The radar, known as the Arctic “Over-the-Horizon Radar” (OTHR), will be constructed at CGTC which is near Devils Lake and CGTC South in Eddy County. “This is an important partnership between NORAD/NORTHCOM, AFRL, and the North Dakota National Guard,” said Maj. Gen. Al Dohrmann, adjutant general. “It paves the way for testing and research on this critical radar system, and also establishes CGTC as a premier research center for future users.”
Assembly of the antennas along Highway 20 has already begun and the assembly of the antenna array adjacent Highway 15 in Eddy County is scheduled to begin shortly. Testing is slated to begin in late June and will last about eight weeks. By mid-August the testing will be complete and the antennas will be removed by the first week of September.
“Thorough research and prudent investments in surveillance, communications and infrastructure are necessary for developing and maintaining a threat detection capability in order to deter and, if necessary, defeat potential threats along our northern approaches,” said Maj. Gen. David Lowthian, NORAD director of operations.

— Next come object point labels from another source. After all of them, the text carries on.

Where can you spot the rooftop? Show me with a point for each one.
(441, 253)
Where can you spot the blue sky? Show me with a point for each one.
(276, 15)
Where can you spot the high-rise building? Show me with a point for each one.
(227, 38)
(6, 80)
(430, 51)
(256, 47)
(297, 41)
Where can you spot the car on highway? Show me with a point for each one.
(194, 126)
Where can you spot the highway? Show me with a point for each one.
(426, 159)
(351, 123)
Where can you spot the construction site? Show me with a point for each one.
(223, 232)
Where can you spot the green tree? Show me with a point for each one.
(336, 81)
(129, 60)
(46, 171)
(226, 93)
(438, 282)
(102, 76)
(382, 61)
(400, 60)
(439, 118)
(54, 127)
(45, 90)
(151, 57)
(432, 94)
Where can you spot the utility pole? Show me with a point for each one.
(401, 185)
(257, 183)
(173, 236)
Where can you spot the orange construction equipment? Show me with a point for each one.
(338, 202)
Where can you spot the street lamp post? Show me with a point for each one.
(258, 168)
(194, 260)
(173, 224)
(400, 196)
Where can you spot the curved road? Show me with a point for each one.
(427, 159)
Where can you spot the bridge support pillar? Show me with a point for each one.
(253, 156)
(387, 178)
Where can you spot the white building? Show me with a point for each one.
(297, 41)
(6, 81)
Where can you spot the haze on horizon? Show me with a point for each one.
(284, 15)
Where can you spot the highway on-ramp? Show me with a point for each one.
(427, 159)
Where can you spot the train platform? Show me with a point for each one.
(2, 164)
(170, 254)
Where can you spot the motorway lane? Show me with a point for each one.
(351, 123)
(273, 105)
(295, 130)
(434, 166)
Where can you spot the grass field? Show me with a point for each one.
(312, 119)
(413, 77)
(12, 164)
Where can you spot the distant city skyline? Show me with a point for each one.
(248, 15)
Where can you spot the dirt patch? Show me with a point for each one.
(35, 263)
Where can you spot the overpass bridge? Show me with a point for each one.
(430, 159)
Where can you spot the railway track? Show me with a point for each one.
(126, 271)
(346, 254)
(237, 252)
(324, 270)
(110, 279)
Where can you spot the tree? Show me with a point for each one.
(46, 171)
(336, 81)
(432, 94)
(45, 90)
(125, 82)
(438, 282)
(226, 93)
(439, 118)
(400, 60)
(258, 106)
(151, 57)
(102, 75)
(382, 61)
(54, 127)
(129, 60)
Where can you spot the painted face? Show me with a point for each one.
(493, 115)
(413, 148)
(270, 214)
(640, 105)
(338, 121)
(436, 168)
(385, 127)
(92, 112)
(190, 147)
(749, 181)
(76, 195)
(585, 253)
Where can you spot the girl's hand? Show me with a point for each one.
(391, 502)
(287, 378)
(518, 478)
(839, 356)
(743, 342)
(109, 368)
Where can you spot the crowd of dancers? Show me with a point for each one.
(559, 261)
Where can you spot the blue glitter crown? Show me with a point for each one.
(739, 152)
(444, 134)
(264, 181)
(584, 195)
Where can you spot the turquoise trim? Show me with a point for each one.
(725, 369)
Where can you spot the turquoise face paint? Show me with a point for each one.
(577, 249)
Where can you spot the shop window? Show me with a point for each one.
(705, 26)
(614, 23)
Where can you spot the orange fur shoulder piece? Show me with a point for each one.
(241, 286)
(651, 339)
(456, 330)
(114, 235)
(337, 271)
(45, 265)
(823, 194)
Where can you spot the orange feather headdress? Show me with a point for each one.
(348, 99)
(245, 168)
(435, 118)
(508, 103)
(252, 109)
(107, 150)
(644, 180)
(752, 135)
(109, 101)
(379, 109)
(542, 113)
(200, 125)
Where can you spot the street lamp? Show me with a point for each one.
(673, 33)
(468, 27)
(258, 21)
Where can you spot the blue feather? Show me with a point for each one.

Twenty 100-foot antennas will be placed along Highway 20 at Camp Grafton and will serve as the transmit site, while over 160 smaller antennas will be placed at CGTC South to serve as the receive site. These antennas, part of the OTHR, could eventually be used to monitor and identify aircraft approaching North America, but as it stands, the big challenge for this OTHR test is to establish a clear radar picture in spite of atmospheric clutter.
In high-latitude regions of the earth the solar wind can disturb the ionosphere and cause challenges for OTHR operation in the Arctic region. CGTC was selected as the test site because of its geographic location in relation to aurora activity, and the available space that CGTC South can provide.
“Camp Grafton provides all the geographic features critical to a test of this type and our experience working with the North Dakota National Guard has been exceptional,” said Dr. Braham Himed, project lead from AFRL.
Canada and the U.S. are evaluating the potential of OTHR systems in the Arctic as possible replacements and/or to augment the North Warning System radars. Data from this project will inform U.S. and Canadian decision makers about potential options for recapitalization of the North Warning System radars.